Ordonnance et motifs rendus
le jeudi 25 juillet 2019

 



EU ÉGARD À une demande présentée par Latoplast Ltd., aux termes de l’article 67.1 de la Loi sur les douanes, en vue d’obtenir une ordonnance de prorogation du délai pour déposer un avis d’appel aux termes de l’article 67 de la Loi sur les douanes, à l’égard d’une décision datée du 20 novembre 2018 rendue par le président de l’Agence des services frontaliers du Canada.

ORDONNANCE

Ayant examiné la demande et les observations déposées par Latoplast Ltd. et les observations déposées par l’Agence des services frontaliers du Canada, et étant convaincu que les exigences et conditions énoncées à l’article 67.1 de la Loi sur les douanes sont satisfaites, le Tribunal canadien du commerce extérieur fait droit à la prorogation de délai et accepte, par les présentes, les documents déposés par Latoplast Ltd. à titre d’avis d’appel, aux termes du paragraphe 67(1) de la Loi sur les douanes.
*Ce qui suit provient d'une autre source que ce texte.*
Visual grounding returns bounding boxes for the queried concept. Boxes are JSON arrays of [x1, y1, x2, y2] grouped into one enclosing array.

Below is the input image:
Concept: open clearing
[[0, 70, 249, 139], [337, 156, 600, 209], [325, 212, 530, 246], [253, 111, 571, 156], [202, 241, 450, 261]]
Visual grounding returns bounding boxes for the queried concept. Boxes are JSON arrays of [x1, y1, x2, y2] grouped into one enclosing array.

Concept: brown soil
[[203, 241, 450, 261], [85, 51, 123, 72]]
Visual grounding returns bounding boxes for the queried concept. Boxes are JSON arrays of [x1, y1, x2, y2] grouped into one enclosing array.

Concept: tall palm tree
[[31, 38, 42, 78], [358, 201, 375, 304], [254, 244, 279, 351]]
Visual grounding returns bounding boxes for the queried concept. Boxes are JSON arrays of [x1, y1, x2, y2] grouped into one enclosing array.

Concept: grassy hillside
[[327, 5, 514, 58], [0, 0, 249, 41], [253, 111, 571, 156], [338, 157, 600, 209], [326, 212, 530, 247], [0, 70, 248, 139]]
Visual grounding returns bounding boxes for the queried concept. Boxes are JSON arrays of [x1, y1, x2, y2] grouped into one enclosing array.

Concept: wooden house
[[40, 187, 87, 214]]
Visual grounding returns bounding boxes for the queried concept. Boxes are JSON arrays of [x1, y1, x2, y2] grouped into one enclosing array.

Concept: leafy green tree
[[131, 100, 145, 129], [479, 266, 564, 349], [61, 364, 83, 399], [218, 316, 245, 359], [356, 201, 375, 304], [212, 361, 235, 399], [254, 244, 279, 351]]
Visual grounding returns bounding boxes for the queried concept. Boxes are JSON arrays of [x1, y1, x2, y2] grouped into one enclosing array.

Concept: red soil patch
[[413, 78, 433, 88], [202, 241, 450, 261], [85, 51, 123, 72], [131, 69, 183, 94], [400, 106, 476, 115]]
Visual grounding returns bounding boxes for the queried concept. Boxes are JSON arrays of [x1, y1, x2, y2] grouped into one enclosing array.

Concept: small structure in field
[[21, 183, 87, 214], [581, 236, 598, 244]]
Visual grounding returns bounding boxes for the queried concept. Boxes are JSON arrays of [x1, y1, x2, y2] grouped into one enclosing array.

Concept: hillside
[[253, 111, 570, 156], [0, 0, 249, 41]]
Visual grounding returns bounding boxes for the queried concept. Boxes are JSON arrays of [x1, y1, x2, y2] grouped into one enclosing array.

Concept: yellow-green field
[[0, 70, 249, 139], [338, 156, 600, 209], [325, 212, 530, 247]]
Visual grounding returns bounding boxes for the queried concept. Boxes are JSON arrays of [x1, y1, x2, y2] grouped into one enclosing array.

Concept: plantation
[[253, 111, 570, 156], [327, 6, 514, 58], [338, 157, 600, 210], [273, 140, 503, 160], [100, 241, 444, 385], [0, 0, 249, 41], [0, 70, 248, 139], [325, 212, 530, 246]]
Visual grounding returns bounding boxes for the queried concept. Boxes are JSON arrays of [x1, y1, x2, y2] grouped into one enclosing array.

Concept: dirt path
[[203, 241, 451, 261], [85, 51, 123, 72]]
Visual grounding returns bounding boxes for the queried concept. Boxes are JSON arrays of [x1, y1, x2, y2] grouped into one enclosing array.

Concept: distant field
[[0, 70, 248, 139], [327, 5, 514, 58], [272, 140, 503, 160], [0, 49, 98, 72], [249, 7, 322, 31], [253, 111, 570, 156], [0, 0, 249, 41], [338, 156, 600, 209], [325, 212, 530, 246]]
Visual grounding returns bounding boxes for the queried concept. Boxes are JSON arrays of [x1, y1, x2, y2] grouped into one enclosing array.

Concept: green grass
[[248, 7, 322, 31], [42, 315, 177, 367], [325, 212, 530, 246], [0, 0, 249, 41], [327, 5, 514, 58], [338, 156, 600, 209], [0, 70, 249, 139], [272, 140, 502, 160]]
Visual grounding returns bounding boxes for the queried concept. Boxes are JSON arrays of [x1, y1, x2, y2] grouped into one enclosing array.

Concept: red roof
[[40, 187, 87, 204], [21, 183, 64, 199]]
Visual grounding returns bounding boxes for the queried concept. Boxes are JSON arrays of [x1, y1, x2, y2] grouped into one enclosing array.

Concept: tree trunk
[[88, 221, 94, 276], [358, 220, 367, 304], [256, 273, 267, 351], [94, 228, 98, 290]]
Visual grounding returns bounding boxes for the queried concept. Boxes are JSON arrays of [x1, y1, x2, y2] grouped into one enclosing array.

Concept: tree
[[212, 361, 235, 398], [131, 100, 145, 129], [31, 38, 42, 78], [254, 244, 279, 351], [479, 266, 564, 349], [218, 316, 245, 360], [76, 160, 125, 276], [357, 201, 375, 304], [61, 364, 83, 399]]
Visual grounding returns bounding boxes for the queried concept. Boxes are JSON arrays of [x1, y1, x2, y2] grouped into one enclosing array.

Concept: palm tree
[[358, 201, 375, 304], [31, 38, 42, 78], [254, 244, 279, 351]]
Jean Bédard                            
Jean Bédard, c.r.
Membre présidant


EXPOSÉ DES MOTIFS

INTRODUCTION

1.                  Il s’agit d’une demande présentée par  Latoplast Ltd. (Latoplast) en vue d’obtenir une ordonnance de prorogation du délai pour déposer un avis d’appel contre une décision rendue par le président de l’Agence des services frontaliers du Canada (ASFC).

2.                  Les marchandises en cause consistent en divers modèles de gants pour examens médicaux en latex et nitrile.

CONTEXTE

3.                  Le 20 février 2019, Latoplast a déposé un avis d’appel auprès du Tribunal canadien du commerce extérieur (le Tribunal), aux termes de l’article 67 de la Loi sur les douanes[1], contre une décision de l’ASFC rendue le 20 novembre 2018, aux termes du paragraphe 60(4) de la Loi. Une copie de la décision de l’ASFC a été déposée le 21 février 2019.
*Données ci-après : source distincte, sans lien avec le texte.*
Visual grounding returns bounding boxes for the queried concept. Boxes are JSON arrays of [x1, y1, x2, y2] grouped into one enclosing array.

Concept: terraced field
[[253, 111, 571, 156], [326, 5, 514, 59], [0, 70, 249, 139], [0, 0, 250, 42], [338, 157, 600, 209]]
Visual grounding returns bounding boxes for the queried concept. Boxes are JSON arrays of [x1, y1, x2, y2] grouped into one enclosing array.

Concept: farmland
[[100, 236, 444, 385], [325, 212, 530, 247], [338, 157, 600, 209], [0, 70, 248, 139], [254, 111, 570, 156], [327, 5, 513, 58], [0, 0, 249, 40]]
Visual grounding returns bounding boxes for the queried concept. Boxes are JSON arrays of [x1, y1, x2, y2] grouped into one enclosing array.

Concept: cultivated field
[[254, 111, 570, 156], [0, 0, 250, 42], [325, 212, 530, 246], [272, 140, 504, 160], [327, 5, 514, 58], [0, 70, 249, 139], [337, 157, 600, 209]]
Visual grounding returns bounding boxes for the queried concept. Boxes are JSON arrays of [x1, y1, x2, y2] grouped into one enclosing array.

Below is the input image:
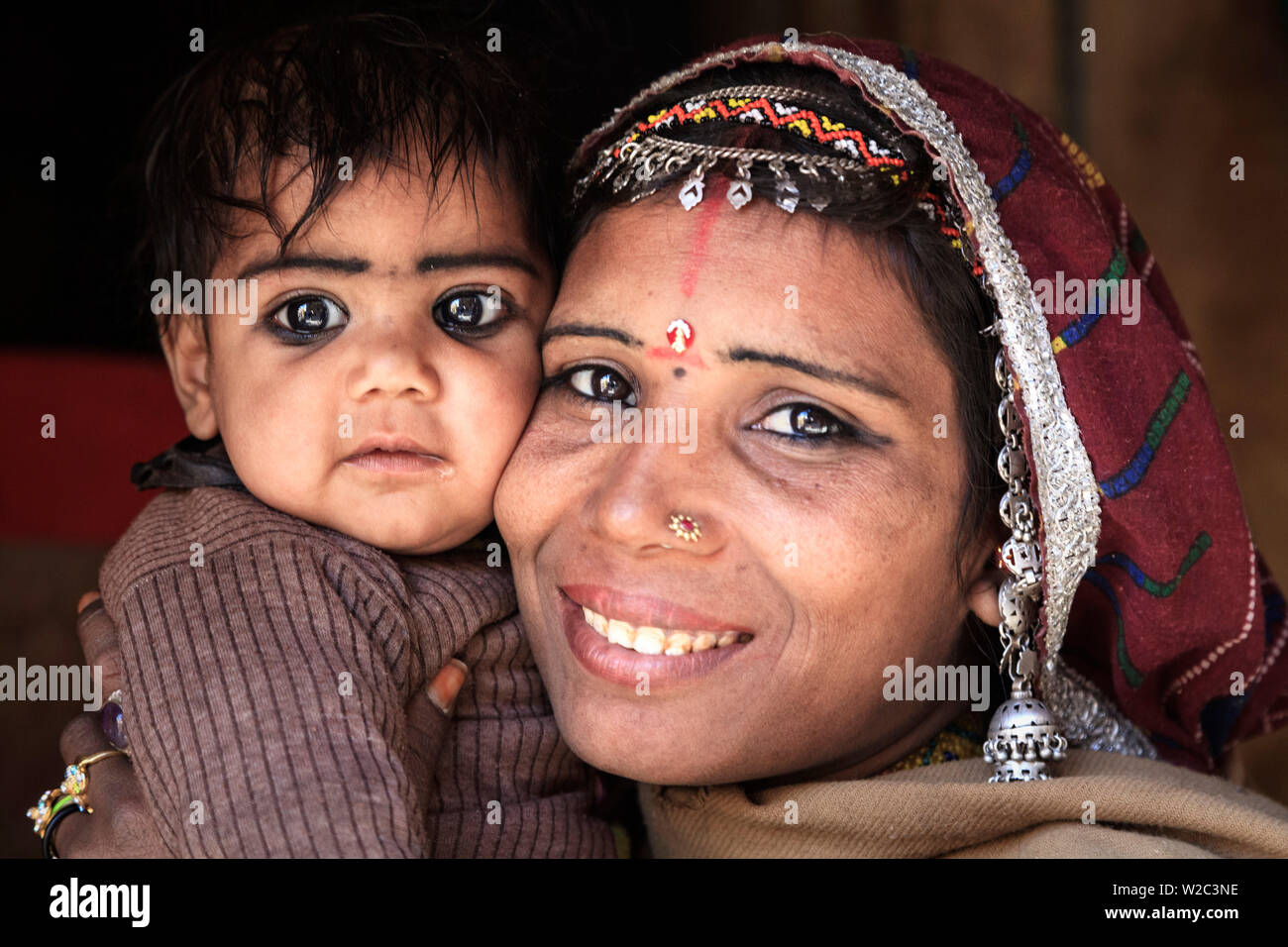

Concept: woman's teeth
[[581, 605, 751, 655]]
4.                  Aux termes du paragraphe 67(1) de la Loi, un avis d’appel doit être déposé auprès du Tribunal dans les 90 jours à partir de la date de notification de l’avis de la décision. La date limite pour déposer un avis d’appel relativement à la décision datée du 20 novembre 2018 était donc le 19 février 2019. Autrement dit, Latoplast a déposé son avis d’appel un jour après la date limite.

5.                  Le 25 février 2019, le Tribunal a écrit à Latoplast l’avisant que son avis d’appel n’avait pas été déposé dans les délais. Le Tribunal a aussi avisé Latoplast qu’elle pouvait présenter une demande en vue d’obtenir une ordonnance de prorogation du délai pour déposer un avis d’appel , aux termes de l’article 67.1 de la Loi.
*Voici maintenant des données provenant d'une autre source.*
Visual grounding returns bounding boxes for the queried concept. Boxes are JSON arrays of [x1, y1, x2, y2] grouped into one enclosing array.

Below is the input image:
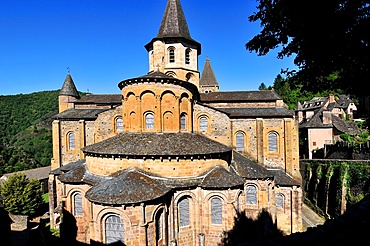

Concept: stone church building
[[49, 0, 302, 246]]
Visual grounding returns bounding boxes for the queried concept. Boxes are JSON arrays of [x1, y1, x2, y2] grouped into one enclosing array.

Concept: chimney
[[322, 111, 333, 125], [329, 94, 335, 103]]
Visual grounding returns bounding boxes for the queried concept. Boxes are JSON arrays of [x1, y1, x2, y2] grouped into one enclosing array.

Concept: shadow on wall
[[40, 209, 125, 246], [220, 210, 283, 246]]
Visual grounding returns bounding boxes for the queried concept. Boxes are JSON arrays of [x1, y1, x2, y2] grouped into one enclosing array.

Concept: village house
[[295, 94, 360, 159]]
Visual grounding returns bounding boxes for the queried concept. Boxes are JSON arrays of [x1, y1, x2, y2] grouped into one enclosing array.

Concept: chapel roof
[[216, 107, 294, 118], [82, 132, 231, 156], [74, 94, 122, 105], [57, 151, 300, 205], [200, 90, 281, 103], [54, 108, 109, 120]]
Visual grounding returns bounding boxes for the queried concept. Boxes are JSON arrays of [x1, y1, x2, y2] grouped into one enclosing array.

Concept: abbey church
[[49, 0, 302, 246]]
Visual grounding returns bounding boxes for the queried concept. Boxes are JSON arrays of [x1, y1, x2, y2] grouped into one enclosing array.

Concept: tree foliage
[[246, 0, 370, 96], [0, 91, 58, 175], [0, 173, 44, 216]]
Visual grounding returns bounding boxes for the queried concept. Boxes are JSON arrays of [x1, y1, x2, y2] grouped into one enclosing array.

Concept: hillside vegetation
[[0, 90, 59, 175]]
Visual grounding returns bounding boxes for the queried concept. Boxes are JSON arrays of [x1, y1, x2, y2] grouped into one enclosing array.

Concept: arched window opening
[[235, 132, 244, 151], [168, 48, 175, 63], [276, 193, 284, 208], [180, 114, 186, 130], [73, 193, 82, 216], [246, 185, 257, 205], [145, 113, 154, 129], [116, 117, 123, 132], [68, 132, 76, 150], [268, 132, 278, 152], [199, 116, 208, 131], [211, 197, 222, 225], [185, 49, 191, 65], [178, 198, 190, 227], [105, 215, 124, 244], [155, 209, 164, 241]]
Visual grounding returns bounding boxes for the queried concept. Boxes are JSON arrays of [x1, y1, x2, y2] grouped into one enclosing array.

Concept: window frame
[[103, 213, 125, 244], [185, 48, 191, 65], [245, 184, 258, 205], [145, 112, 155, 130], [168, 47, 176, 63], [267, 132, 279, 153], [235, 131, 245, 152], [276, 193, 285, 209], [199, 115, 209, 132], [177, 197, 190, 228], [180, 113, 188, 130], [114, 116, 124, 132], [210, 196, 223, 225], [72, 192, 83, 217], [67, 132, 76, 151]]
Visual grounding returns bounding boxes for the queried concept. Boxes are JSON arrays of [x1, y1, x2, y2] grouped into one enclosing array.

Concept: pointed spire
[[199, 56, 218, 87], [59, 72, 80, 98], [157, 0, 192, 39]]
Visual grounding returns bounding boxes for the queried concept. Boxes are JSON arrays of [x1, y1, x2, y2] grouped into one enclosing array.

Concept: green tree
[[0, 173, 43, 216], [246, 0, 370, 96]]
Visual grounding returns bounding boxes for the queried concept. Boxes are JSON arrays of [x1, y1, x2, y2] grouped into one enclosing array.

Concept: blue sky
[[0, 0, 294, 95]]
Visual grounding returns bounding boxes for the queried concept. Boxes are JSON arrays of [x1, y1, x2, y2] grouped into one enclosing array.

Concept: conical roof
[[157, 0, 191, 39], [199, 57, 218, 86], [59, 73, 80, 98], [145, 0, 201, 54]]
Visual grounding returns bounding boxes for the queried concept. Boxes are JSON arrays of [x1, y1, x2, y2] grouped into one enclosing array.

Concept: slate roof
[[118, 71, 199, 99], [1, 166, 51, 180], [157, 0, 191, 39], [145, 0, 201, 54], [59, 73, 80, 98], [52, 151, 300, 205], [232, 151, 272, 179], [299, 108, 360, 135], [82, 132, 231, 156], [199, 57, 218, 86], [54, 108, 109, 120], [74, 94, 122, 105], [200, 90, 281, 102], [217, 107, 294, 118], [233, 151, 301, 186], [268, 169, 301, 186], [59, 162, 244, 205]]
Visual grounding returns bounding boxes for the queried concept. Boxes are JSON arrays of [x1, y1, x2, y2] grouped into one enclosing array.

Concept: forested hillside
[[0, 90, 58, 175]]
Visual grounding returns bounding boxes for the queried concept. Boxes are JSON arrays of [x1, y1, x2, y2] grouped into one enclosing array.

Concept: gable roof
[[299, 108, 360, 135]]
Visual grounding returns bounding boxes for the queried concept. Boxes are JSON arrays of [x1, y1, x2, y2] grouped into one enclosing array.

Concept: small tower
[[199, 57, 219, 93], [58, 72, 80, 113], [145, 0, 201, 87]]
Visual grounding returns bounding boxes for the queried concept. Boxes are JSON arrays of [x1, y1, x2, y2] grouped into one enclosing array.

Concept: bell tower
[[145, 0, 201, 87]]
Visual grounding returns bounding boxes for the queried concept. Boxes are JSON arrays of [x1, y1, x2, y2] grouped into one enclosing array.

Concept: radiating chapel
[[49, 0, 302, 246]]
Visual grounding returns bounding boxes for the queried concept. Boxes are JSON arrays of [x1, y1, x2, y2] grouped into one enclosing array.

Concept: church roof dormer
[[59, 73, 80, 98], [199, 57, 218, 87]]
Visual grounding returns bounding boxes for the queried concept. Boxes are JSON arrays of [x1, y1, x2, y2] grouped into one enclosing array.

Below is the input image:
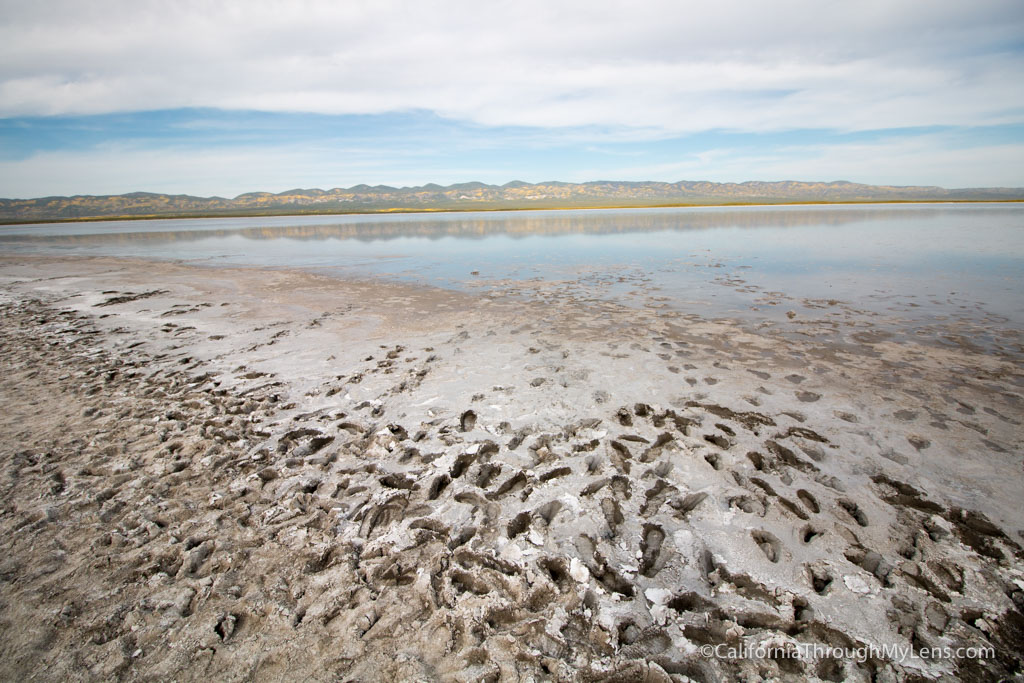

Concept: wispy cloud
[[0, 0, 1024, 133], [0, 0, 1024, 196]]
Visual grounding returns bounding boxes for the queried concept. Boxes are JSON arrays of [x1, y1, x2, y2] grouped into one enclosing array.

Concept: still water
[[0, 204, 1024, 329]]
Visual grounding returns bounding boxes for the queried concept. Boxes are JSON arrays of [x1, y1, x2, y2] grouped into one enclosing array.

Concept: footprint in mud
[[751, 530, 782, 562], [800, 524, 823, 544], [601, 497, 626, 538], [906, 434, 932, 452], [797, 488, 821, 514], [640, 524, 665, 579], [838, 498, 867, 526], [807, 566, 833, 595]]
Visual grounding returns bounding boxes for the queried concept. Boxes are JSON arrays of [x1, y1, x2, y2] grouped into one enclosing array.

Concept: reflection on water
[[0, 204, 1024, 328]]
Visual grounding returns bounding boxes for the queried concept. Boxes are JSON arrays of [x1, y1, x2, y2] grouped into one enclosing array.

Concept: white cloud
[[0, 0, 1024, 134], [585, 134, 1024, 187], [0, 134, 1024, 197]]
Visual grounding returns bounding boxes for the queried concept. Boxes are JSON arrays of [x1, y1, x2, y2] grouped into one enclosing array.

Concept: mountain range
[[0, 180, 1024, 223]]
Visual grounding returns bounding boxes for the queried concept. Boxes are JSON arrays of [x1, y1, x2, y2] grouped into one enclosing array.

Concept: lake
[[0, 204, 1024, 342]]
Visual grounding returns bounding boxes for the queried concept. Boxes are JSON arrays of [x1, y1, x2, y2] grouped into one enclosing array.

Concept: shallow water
[[0, 204, 1024, 330]]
6.                  Le 16 avril 2019, Latoplast a présenté une demande en vue d’obtenir une ordonnance de prorogation du délai. Le 16 mai 2019, l’ASFC a déposé des observations s’opposant à la demande de prorogation du délai. Le 29 mai 2019, Latoplast a déposé des observations en réponse.

CADRE LÉGISLATIF

7.                  L’article 67.1 de la Loi stipule ce qui suit :

67.1 (1)   La personne qui n’a pas interjeté appel dans le délai prévu à l’article 67 peut présenter au Tribunal canadien du commerce extérieur une demande de prorogation du délai pour interjeter appel. Le tribunal peut faire droit à la demande et imposer les conditions qu’il estime justes.

(2)     La demande de prorogation énonce les raisons pour lesquelles l’avis d’appel n’a pas été déposé dans le délai prévu.

(3)     La demande de prorogation se fait par dépôt, auprès du président et du Tribunal canadien du commerce extérieur, de la demande et de l’avis d’appel.

(4)     Il n’est fait droit à la demande de prorogation que si les conditions suivantes sont réunies :

          a)    la demande est présentée dans l’année suivant l’expiration du délai d’appel prévu à l’article 67;

          b)    l’auteur de la demande établit ce qui suit :

          (i)    au cours du délai d’appel prévu à l’article 67, il n’a pu ni agir ni mandater quelqu’un pour agir en son nom, ou il avait véritablement l’intention d’interjeter appel,

          (ii)   il serait juste et équitable de faire droit à la demande,

          (iii)  la demande a été présentée dès que possible,

          (iv)  l’appel est fondé sur des motifs raisonnables.

ANALYSE

8.                  Une demande en vue d’obtenir une ordonnance de prorogation du délai doit satisfaire aux cinq conditions énoncées au paragraphe 67.1(4) de la Loi. Il incombe au demandeur de démontrer, selon la prépondérance des probabilités, que ces conditions sont remplies[2].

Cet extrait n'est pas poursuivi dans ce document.